Sommaire
:
Présentation
Principaux Thèmes de Recherche
Collaborations
et Partenariats
Conclusion
Sélection
de Publication
Présentation
Au
sein de l’Institut
des Neurosciences de Montpellier (INM),
L'équipe est
constituée de chercheurs, doctorants et cliniciens unis
par un intérêt commun : affiner les stratégies
de lutte contre les vertiges d’origine périphérique.
En effet, une très large majorité de vertiges (plus
de 80%) ont pour origine un dysfonctionnement vestibulaire.
On ne dispose aujourd’hui
que de peu d’outils efficaces pour lutter contre ces atteintes
vestibulaires, pouvant se révéler extrêmement incapacitantes.
Ce constat incombe en grande partie à la méconnaissance
des mécanismes moléculaires impliqués dans l’élaboration
du message sensoriel vestibulaire.
L'objectif
est de caractériser ces mécanismes
moléculaires afin d'initier des pistes pour le développement
de stratégies thérapeutiques ciblées
Dans
ce but, nous avons mis au point différents modèles d’étude
(explants, cultures organotypiques et tranches d’organes
vestibulaires) et développé des méthodes d’investigation
novatrices combinant des techniques de morphologie (immunocytochimie,
microscopie électronique), d’imagerie fonctionnelle (microscopie
confocale et biphotonique) d’électrophysiologie (patch-clamp,
enregistrements intracellulaires, électrodes à sélectivité
ionique, potentiels évoqués vestibulaires) et de comportement.
Par ces moyens, nous pouvons aujourd’hui analyser les processus
d’élaboration et de transfert des informations vestibulaires
au cours du développement, chez l’adulte et aussi en conditions
pathologiques.
Principaux thèmes de recherche
Thème
1. Sécrétions
ioniques dans l'endolymphe |
L’endolymphe
est le liquide de l’oreille interne qui baigne la partie
apicale des mécanorécepteurs vestibulaires et auditifs.

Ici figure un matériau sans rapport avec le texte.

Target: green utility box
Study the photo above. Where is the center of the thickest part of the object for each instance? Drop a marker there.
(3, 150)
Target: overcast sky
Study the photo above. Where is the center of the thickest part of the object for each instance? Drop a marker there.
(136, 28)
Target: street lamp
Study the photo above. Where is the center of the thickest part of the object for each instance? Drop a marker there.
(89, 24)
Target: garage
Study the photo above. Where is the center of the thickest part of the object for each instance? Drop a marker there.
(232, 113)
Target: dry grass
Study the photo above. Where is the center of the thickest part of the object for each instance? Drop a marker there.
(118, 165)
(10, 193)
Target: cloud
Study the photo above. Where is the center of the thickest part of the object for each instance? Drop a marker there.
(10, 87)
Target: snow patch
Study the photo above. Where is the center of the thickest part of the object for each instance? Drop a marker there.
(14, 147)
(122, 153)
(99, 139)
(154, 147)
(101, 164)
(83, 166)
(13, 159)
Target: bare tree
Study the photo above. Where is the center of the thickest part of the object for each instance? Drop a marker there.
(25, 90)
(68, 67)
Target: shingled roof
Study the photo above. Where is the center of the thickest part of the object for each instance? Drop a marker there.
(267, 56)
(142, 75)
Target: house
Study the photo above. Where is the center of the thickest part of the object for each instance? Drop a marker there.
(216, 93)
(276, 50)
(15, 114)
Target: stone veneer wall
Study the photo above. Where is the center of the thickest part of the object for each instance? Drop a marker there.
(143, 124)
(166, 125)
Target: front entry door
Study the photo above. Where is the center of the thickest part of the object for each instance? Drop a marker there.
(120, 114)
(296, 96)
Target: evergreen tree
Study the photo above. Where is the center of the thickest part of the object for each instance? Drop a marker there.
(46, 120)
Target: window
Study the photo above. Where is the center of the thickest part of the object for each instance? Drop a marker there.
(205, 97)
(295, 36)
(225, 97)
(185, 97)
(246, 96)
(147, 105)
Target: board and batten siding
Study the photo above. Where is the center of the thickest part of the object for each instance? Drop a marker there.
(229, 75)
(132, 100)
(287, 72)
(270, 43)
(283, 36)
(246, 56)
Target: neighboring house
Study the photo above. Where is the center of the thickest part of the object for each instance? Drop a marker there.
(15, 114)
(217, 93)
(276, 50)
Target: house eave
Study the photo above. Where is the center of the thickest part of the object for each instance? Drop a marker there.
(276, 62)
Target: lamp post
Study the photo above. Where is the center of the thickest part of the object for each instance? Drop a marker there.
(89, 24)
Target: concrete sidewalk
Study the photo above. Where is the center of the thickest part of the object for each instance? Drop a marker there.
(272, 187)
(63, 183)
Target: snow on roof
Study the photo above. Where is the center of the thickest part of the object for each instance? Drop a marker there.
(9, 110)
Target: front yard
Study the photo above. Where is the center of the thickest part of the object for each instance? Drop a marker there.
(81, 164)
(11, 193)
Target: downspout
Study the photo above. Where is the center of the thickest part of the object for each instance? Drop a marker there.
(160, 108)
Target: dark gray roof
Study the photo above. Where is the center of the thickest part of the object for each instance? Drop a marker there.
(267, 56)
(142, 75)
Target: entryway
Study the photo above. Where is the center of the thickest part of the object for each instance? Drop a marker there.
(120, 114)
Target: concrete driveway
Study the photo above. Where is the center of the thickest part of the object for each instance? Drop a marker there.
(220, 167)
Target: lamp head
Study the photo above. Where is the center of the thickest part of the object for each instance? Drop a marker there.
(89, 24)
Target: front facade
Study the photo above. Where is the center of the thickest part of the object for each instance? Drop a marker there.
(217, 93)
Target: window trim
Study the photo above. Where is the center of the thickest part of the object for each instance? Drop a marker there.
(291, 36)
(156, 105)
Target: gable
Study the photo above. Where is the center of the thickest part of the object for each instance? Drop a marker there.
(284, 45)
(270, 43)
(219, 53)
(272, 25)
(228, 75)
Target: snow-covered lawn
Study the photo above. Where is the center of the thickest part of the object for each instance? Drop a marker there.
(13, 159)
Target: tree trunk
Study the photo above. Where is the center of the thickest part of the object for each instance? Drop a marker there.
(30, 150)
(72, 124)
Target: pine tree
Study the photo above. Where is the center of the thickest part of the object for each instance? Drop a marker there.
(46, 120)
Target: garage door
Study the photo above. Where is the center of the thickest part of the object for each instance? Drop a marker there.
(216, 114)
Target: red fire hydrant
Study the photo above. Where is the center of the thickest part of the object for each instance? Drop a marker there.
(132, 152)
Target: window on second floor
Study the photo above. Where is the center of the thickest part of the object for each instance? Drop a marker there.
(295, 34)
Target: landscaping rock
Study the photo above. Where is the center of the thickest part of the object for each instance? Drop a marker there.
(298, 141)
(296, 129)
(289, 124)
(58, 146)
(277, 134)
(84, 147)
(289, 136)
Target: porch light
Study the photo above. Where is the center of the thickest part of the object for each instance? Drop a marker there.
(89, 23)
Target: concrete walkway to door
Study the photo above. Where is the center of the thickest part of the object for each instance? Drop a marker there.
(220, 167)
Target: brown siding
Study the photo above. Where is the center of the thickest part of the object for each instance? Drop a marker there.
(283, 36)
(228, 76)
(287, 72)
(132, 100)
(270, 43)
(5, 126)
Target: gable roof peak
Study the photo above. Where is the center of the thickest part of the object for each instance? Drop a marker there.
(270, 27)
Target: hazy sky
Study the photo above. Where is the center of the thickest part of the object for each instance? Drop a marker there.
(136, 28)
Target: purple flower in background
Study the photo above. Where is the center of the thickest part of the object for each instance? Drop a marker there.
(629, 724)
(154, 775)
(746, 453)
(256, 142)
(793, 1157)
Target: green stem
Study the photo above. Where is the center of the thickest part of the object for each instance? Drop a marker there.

Ce liquide est très riche en K+ constitue le moteur électrochimique
de mécanotransduction (codage d’une information mécanique
– mouvement de la tête- en message électrique). Son homéostasie
ionique est très finement régulée (Fig.1). La perturbation
de cette homéostasie est une des possibles origines du syndrome
de Menière, seconde cause de vertige chez l’homme et dont
le traitement reste extrêmement limité.
L’établissement
de stratégies de lutte contre ce type de vertige requiert
l’identification des mécanismes des sécrétions ioniques
dans l’endolymphe et leurs voies de régulation. Grâce à
la mise au point d’un modèle de culture organotypique d’utricule
murin, capable de régénérer in vitro le compartiment
endolymphatique (Fig.2, Gaboyard et al. 2005), nous
pouvons étudier aujourd’hui, au moyen d’électrodes sélectives
au potassium (K+), la cinétique et les régulations
de la sécrétion du K+ dans l’endolymphe. La caractérisation
pharmacologique des canaux liés aux sécrétions ioniques
est en cours chez des souris sauvages et porteuses de mutations
pour certains canaux ioniques. Cette approche moléculaire
associée à des investigations fonctionnelles intégrées (mesure
réflexe occulo-moteur) chez l’animal devrait permettre des
avancées importantes vers l’identification des mécanismes
cellulaires de sécrétions ionique dans l’endolymphe et de
leurs voies de régulation.
Figure 1 :
Représentation schématique du compartiment endolymphatique
entourant les organes sensoriels vestibulaires. Ce compartiment
est délimité par plusieurs types de cellulaires: les cellules
sensorielles, les cellules de soutien, les cellules transitionnelles
(transitional cells), les cellules sombres (dark cells)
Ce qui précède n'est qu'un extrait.